Americans can expect crowded highways and jampacked planes this Christmas holiday, travel analysts predicted Thursday, although only a few more people are expected on the road and fewer will be flying than last year.
The auto group AAA projects that 93.3 million Americans will travel at least 50 miles from home from Dec. 22 to Jan. 1. That's an increase of 1.6 percent over last year, the group says.
About 90 percent of travelers will drive, AAA predicts, and they'll be going farther than last Christmas -- an average of 760 miles, compared with 726.
And it may cost a little less than it would have earlier this year. The price of gasoline is expected to drop slowly through the end of the year and average about $3.30 a gallon nationally during the holiday, AAA says.
"This year-end holiday season remains the least volatile of all travel holidays as Americans will not let economic conditions or high gas prices dictate if they go home for the holidays or kick off the New Year with a vacation," says Robert Darbelnet, AAA's president.
The U.S. airline industry expects 42 million passengers to fly from Dec. 17 through Jan. 6. That's down about 300,000, or 1 percent, from last year, the industry group Airlines for America says. The group attributes the slight drop to a still tepid economy.
That doesn't mean planes will be less stuffed than they were last year.
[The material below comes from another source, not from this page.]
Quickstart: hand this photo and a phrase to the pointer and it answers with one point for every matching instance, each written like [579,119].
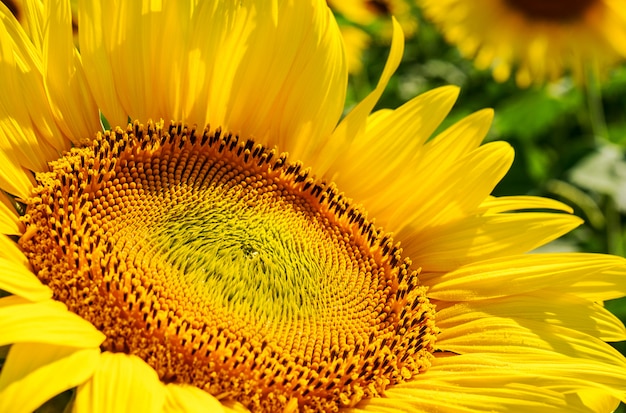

John Heimlich, the group's chief economist, expects planes to be 86 percent full on average during the holidays. That's about 1 percentage point higher than last year.
Airlines have trimmed the number of seats they make available by cutting flights or going to smaller aircraft to keep planes more filled in a bid to make profits.
They've also bumped fares up seven times this year, though the Transportation Department reports that airfares are about 14 percent less than in 2000 because they haven't kept pace with inflation.
The busiest days to fly: The weekend before Christmas, Dec. 21, 22 and 23; the day after Christmas, Dec. 26; and Jan. 2, the group says.
Hotel rooms are up slightly over last year, AAA says, and rental car rates are up 41 percent. Renting a car this holiday will cost an average of $55 a day, compared with $40 last year, the group calculates.
Despite higher rental rates, Enterprise Rent-a-Car reported Wednesday that advance reservations are up 25 percent over last year. The company attributes the rise to the popularity of traveling by car this time of year.
"Year-over-year, we've generally seen an increase in reservations for the Christmas holiday," said Steve Short, an Enterprise vice president.